5. Lack Of Parallel Library For General Use
We hardly write everything from scratch. We often make use of reusable library for our tasks in hand. That makes programming much more manageable and simpler. Complicated tasks are encapsulated inside software libraries.

If we use parallel library as much as possible such as parallel sorting, concurrent hashing, parallel set, parallel binary tree search, etc. in our application, the application inherently becomes a parallel version, right? That should make parallel programming much easier.

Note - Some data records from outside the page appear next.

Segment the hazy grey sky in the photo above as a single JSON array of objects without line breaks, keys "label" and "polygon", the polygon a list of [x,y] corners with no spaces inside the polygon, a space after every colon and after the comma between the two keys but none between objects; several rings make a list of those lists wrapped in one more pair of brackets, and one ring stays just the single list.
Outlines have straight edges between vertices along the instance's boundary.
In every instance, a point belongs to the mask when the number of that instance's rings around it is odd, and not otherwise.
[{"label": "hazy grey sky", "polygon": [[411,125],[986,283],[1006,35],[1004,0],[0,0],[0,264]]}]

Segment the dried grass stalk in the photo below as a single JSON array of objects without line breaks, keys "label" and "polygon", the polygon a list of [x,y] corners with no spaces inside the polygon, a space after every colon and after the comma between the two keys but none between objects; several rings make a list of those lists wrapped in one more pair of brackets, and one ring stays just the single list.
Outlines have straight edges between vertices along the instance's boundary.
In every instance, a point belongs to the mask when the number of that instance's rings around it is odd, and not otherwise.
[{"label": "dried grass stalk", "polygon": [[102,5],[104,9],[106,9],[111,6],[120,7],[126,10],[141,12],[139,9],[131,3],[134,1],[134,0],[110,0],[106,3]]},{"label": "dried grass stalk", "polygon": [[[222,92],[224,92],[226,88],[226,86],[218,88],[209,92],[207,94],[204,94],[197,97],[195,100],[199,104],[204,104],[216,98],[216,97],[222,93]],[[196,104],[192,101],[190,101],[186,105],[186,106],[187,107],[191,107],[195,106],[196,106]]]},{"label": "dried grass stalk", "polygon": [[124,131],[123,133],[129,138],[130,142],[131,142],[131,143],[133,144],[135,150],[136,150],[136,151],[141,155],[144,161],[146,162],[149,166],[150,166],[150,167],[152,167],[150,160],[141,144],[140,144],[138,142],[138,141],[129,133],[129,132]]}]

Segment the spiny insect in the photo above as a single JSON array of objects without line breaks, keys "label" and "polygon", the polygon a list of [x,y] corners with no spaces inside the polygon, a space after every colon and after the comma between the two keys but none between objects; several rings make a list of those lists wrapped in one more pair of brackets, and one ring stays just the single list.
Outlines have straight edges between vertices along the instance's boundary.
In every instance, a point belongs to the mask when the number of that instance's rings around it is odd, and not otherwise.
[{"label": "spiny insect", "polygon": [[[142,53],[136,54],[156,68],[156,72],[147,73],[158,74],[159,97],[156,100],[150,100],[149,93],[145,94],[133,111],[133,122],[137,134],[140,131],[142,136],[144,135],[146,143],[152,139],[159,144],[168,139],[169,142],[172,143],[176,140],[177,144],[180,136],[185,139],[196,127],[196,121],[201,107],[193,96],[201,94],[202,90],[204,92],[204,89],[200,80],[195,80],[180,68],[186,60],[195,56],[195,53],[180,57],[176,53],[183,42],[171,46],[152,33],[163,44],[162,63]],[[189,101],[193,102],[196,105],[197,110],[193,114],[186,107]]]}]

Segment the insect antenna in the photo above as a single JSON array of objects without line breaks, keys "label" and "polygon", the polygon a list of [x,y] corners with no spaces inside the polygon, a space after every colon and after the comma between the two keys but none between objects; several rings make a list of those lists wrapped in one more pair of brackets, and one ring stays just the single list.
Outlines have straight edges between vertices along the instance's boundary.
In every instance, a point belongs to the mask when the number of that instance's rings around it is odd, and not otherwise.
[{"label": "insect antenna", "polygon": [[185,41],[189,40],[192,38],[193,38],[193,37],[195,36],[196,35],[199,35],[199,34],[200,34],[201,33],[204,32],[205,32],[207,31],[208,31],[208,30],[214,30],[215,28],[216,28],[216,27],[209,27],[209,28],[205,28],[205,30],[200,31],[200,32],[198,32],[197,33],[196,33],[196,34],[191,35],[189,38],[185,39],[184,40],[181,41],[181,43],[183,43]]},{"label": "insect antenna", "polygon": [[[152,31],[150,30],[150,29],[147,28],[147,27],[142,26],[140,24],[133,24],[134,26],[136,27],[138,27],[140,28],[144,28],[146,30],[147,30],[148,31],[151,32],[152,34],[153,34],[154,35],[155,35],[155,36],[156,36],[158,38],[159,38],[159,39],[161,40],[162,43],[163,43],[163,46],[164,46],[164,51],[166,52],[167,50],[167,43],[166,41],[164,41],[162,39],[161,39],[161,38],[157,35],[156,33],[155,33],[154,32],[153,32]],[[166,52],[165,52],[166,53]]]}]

But you don't find many reusable parallel library readily available, do you? Check out the article on Where Are All The Practical Parallel Algorithms and Libraries?

6. Performance Matters
Performance is one of the strongest points for one to make parallel programming difficult. It defeats the purpose if the performance gain is insignificant. For this single reason, one is willing to do the following,
  • Perform dynamic load balancing for uneven computation units.
  • Apply hardware and application specific task scheduling and processor allocation to maximize the processor utilization with other cost minimization objectives e.g. minimizing the distance between two frequently communicating cores, minimizing context switching, minimizing working sets, etc.
  • Apply hardware specific compute granularity optimization - coarse grain vs fine grain.
  • Apply hardware specific cache optimization to minimize memory fetches as multiple cores are sharing the memory, hence sharing the outstanding memory fetching slots and memory bandwidth.
  • Apply application specific coarse grain synchronization of memory trading off structured codes and maintainability for lower synchronization overhead.
  • Use traditional programming language such as C/C++, Fortran etc. trading off the ease of programming in modern dynamic scripting language for performance.
  • Develop application specific routines with hardware specific optimization trading off portability and re-usability for performance.
  • Design hardware and application specific memory layout trading off portability and re-usability for performance.
  • Apply I/O storage optimization to minimize I/O overhead and improving sustainable I/O bandwidth.
You may notice that some of the points above are not directly related to parallel programming. Nevertheless, they affect performance. So they may be included as part of the parallel programming process.

7. Legacy Software Is Often Used As The Entry Point To Parallelization
It is expensive to build a software from scratch. It makes sense to build a parallel version based on the existing serial version. Unfortunately, the software architecture of the serial version may not be suitable for building a parallel version.

Incremental parallelization sounds nice, but not always practical. Effective parallelization could require massive changes to the data structures for better data partitioning, data accesses to synchronize shared memory locations, computation structures for coarse grain parallelism, or even the algorithms for better parallelization. Global variables which are often found in serial program is particularly problematic for parallelization. How well structured is the data dependency in the legacy software is playing an important role to effective parallelization.

For more structural algorithms as of many scientific algorithms, they are always used for large-scale data, and their data dependency is often well structured. Then, parallelizing the serial version would be a good idea.